Machine unlearning methods fall into two categories: exact and approximate. The former makes the unlearned model identical to a model retrained without the ‘forgotten’ data, but is computationally expensive for large LMs. The latter uses techniques like gradient ascent optimization, locally-informed unlearning, in-context unlearning, and task-specific or behavior-specific unlearning. However, assessing unlearning effectiveness is limited by task specificity, lack of comprehensiveness, and real-world deployment considerations like scalability and the handling of multiple unlearning requests.
Addressing these challenges, researchers from universities, including Washington, Princeton, Southern California, Chicago, and Google Research have proposed a comprehensive evaluation framework, termed MUSE (Machine Unlearning Six-Way Evaluation). MUSE evaluates six key properties vital for practical unlearning: the ability to remove explicit and implicit data memories, prevent privacy leaks, maintain utility and performance, scale efficiently, and manage multiple unlearning requests. Assessment was conducted on two representative datasets, including unlearning books and news articles.
MUSE prescribes six key criteria for machine unlearning that caters to both the data owner and the model deployer. These criteria measure the absence of verbatim and knowledge memorization, privacy leakage, utility preservation, scalability, and sustainable performance over multiple unlearning requests. These measures expose the model’s weaknesses and strengths, providing means for potential improvement.
Application of MUSE to eight unlearning methods highlight significant challenges. While most methods could effectively remove explicit and implicit learning from the model, they faced problems in preventing privacy leakage, often over- or under-unlearning. Specifically, preserving model utility emerged as a significant challenge, with some models becoming unusable after unlearning. Scalability became an issue with increasing sizes of ‘forget sets’. Moreover, continuous and multiple unlearning requests led to a steady decline in model performance.
The findings stress the substantial trade-offs and limitations in current unlearning techniques, underscoring the need for developing robust and balanced machine unlearning methods that can cater to both data holders and deployers. These innovative techniques would ideally eliminate the complexities of unlearning, ensuring that the models remain effective, efficient, and more importantly, ethically sound.

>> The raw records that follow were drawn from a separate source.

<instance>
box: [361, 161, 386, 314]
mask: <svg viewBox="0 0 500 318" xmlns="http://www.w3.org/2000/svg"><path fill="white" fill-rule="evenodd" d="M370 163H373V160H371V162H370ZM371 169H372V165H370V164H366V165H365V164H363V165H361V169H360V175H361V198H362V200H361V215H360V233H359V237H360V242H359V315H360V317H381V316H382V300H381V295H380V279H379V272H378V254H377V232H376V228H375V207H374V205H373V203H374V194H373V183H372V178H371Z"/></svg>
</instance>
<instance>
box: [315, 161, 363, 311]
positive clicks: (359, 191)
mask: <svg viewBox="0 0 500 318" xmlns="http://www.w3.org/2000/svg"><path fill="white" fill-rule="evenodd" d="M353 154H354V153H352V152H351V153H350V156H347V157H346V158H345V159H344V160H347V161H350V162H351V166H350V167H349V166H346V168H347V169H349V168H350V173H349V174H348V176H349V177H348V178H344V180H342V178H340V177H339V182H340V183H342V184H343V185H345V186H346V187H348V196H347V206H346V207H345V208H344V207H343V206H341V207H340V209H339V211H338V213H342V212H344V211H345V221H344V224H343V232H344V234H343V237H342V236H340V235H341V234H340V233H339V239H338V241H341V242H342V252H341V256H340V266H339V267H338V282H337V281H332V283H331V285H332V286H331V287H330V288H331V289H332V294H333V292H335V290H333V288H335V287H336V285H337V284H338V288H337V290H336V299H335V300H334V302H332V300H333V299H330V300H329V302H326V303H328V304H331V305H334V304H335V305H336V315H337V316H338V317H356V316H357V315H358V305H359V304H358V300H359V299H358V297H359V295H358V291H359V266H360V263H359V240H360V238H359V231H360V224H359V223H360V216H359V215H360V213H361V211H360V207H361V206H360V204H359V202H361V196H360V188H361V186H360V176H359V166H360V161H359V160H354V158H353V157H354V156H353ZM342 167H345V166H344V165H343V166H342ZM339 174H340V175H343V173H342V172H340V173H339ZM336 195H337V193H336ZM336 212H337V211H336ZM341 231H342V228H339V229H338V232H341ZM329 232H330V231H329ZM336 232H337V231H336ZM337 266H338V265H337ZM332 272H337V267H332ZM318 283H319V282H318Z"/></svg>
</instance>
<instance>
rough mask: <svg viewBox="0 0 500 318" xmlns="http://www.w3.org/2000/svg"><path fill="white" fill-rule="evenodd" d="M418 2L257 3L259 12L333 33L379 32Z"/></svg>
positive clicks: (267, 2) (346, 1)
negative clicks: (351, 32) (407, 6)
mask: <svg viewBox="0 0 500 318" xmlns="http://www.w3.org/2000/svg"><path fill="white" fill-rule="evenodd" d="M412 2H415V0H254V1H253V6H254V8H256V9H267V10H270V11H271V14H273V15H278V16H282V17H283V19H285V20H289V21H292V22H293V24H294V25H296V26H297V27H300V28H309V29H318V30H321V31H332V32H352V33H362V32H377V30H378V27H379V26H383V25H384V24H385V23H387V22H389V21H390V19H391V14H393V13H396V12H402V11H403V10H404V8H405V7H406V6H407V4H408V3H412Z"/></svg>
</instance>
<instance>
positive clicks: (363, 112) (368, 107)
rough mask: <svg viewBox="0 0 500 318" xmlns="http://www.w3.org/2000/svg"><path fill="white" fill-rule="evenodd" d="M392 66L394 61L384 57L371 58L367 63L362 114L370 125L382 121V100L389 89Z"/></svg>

This research paper presents MUSE, a comprehensive framework designed to evaluate machine unlearning in LMs. The study results illuminate the difficulties and trade-offs inherent in current unlearning approaches, and underline the urgent need for more advanced and balanced machine unlearning methods. Ultimately, these methods should meet the sophisticated demands and requirements of real-world applications that use language models.